Cada noche, cuando el viento del mar empezaba a soplar con ese murmullo salado que sólo conocen los que han cerrado bares junto al muelle, Lola recogía las sillas de su terraza y barría las colillas olvidadas con resignación. Tenía treinta años, dos gatos que no la obedecían y un local con más historia que clientes. El bar, ‘La Cimbra’, era uno de esos sitios de paso donde los parroquianos se sabían de memoria las coplas que sonaban en la radio vieja, y donde el tiempo parecía detenido desde los ochenta.
Esa noche en particular, algo cambió.
Mientras echaba el cierre, con el farol del paseo apenas parpadeando, Lola vio una luz en el río. Parpadeó. Nada. Pero entonces volvió: una silueta blanca, alargada, con ventanillas iluminadas deslizándose sobre las aguas negras del Guadalete. Un escalofrío le recorrió los brazos. El ‘Vaporcito’.
Lo había escuchado mil veces de boca de los viejos del lugar.
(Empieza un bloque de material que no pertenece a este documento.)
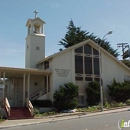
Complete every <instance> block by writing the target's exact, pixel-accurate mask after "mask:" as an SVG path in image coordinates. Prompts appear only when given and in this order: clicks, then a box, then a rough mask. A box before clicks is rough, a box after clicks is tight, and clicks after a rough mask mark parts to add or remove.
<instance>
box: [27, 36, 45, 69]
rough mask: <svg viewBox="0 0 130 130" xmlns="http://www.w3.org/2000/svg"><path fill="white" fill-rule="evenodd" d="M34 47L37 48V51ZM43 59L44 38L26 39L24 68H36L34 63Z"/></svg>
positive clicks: (44, 39)
mask: <svg viewBox="0 0 130 130" xmlns="http://www.w3.org/2000/svg"><path fill="white" fill-rule="evenodd" d="M36 47H39V50H37V49H36ZM43 58H45V36H44V35H38V34H37V35H29V36H28V37H27V38H26V57H25V67H26V68H36V63H37V62H38V61H39V60H41V59H43Z"/></svg>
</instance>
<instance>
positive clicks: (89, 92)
mask: <svg viewBox="0 0 130 130" xmlns="http://www.w3.org/2000/svg"><path fill="white" fill-rule="evenodd" d="M85 91H86V95H87V102H88V105H89V106H92V105H97V104H99V102H100V84H99V82H97V81H94V82H90V83H89V84H88V86H87V88H86V89H85Z"/></svg>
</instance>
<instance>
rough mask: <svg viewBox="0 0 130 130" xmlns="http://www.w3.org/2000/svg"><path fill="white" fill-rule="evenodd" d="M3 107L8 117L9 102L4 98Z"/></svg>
mask: <svg viewBox="0 0 130 130" xmlns="http://www.w3.org/2000/svg"><path fill="white" fill-rule="evenodd" d="M4 106H5V109H6V111H7V114H8V116H10V109H11V108H10V104H9V101H8V99H7V98H4Z"/></svg>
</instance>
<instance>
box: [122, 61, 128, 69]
mask: <svg viewBox="0 0 130 130" xmlns="http://www.w3.org/2000/svg"><path fill="white" fill-rule="evenodd" d="M122 62H123V63H124V64H125V65H126V66H128V67H129V68H130V61H129V60H122Z"/></svg>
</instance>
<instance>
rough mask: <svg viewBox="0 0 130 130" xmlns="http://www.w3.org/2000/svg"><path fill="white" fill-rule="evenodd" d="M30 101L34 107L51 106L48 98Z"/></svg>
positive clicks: (51, 101)
mask: <svg viewBox="0 0 130 130" xmlns="http://www.w3.org/2000/svg"><path fill="white" fill-rule="evenodd" d="M31 103H32V105H33V106H35V107H52V101H50V100H32V101H31Z"/></svg>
El Vaporcito de El Puerto, aquel ferry que conectaba con Cádiz durante décadas. Hundido, desguazado, convertido en leyenda. Pero allí estaba. Navegando como si nada, como si el tiempo no tuviera dominio sobre él. Sin ruido, sin estela, sin nadie a bordo… o eso parecía.
Volvió la vista al interior de su bar. Juraría que una foto antigua del Vaporcito, colgada junto al botellero, había cambiado. Antes se veía el barco atracado. Ahora… parecía en movimiento.
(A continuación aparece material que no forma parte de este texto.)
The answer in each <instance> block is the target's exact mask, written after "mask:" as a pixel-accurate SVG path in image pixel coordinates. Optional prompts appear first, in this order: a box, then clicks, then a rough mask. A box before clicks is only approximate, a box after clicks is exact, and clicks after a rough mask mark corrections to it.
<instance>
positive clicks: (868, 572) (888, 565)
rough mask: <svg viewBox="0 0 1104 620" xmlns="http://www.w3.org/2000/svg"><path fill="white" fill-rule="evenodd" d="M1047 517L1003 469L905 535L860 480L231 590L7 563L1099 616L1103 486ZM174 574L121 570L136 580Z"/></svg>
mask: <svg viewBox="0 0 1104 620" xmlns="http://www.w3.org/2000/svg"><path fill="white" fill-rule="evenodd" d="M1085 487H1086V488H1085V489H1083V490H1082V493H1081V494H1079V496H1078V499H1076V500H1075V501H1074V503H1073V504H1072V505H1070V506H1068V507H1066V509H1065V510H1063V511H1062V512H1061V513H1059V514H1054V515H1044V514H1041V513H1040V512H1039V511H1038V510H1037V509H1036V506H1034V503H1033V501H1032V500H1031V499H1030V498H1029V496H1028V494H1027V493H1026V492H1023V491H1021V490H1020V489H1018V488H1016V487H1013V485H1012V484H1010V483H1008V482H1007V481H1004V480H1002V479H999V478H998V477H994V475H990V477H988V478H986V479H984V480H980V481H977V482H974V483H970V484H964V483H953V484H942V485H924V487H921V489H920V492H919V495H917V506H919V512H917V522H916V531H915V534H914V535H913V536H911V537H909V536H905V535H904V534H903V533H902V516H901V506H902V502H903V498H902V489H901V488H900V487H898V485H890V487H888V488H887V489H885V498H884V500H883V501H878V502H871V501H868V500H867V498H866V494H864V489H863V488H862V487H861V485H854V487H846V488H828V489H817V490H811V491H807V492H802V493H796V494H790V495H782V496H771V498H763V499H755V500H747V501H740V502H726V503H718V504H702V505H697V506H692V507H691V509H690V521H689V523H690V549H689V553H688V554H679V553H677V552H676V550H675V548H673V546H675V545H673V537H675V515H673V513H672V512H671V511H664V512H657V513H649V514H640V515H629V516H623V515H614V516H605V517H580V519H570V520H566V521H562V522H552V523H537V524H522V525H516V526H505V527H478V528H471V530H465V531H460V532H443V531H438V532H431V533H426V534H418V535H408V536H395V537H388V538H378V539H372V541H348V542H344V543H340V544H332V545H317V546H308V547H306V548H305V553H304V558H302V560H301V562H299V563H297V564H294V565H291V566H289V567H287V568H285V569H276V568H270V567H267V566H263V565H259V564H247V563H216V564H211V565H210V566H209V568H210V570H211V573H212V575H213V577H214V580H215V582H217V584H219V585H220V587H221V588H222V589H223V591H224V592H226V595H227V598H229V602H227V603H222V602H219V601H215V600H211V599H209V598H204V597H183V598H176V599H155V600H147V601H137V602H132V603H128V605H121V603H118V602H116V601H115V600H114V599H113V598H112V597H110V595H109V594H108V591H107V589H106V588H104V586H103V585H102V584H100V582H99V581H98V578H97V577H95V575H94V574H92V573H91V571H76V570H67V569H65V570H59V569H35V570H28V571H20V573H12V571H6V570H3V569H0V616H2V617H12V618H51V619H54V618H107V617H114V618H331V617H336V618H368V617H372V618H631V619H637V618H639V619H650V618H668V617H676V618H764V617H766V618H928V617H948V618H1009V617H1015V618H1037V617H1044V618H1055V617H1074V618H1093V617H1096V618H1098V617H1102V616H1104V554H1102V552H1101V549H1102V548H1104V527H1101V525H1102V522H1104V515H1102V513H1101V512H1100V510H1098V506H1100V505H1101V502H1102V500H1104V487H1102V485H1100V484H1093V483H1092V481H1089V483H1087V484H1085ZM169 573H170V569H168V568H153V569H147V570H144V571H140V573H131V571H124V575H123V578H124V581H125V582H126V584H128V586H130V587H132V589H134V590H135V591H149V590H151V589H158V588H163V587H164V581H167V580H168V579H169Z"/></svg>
Durante los días siguientes, el Vaporcito apareció siempre a la misma hora. 2:13 AM. Cruzaba el río de lado a lado, envuelto en una neblina fina, como flotando entre dos mundos. Lola dejó de dormir. Empezó a investigar. Habló con don Julián, un barquero jubilado que aseguraba haber visto al Vaporcito «cuando aún cantaban los vencejos en el muelle». Fue a la hemeroteca. Encontró un recorte amarillento: «Último viaje del Vaporcito: 30 de agosto de 2008. No se hundió, se despidió».
Una noche subió a bordo.
No recuerda cómo. Estaba en el paseo, y de pronto, sus pies tocaban la madera gastada de la cubierta. Luces suaves, música lejana: un pasodoble tocado con tristeza. Al girar la vista, vio pasajeros. No tenían rostros definidos, como si fueran recuerdos vestidos de domingo. Uno la saludó con una copa de manzanilla. Otro le tendió una flor. Ninguno hablaba, pero todos sonreían.
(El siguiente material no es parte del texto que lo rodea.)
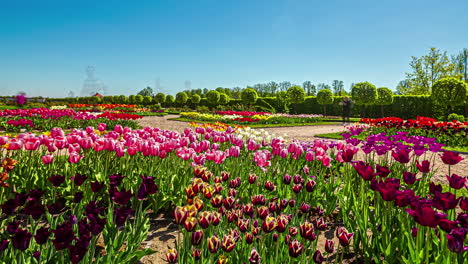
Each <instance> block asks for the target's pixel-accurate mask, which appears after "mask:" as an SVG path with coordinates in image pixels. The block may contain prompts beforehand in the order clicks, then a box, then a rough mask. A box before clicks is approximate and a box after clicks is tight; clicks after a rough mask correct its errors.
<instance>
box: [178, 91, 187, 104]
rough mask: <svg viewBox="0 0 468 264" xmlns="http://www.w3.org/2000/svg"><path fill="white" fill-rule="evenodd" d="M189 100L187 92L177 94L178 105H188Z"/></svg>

Un marinero, joven y con ojos tristes, se le acercó. «Gracias por no olvidarnos», dijo. Y le entregó algo: una ficha metálica oxidada, con el escudo de El Puerto y la fecha de su último trayecto.
Despertó en el banco del muelle, envuelta en una brisa templada. La ficha seguía en su mano. Nunca volvió a ver el Vaporcito. Ni siquiera a las 2:13.
Pero esa semana, muchos en el barrio contaron haber soñado con él. Soñaron que viajaban en un barco blanco por el río, que bailaban en la cubierta, que saludaban a seres queridos ya desaparecidos. Algunos lloraron al contarlo. Otros rieron.
Lola enmarcó la ficha y la colgó bajo la foto del bar. Y escribió una nota a mano que decía:
«El Vaporcito no se fue. Está navegando en los recuerdos que no queremos perder.»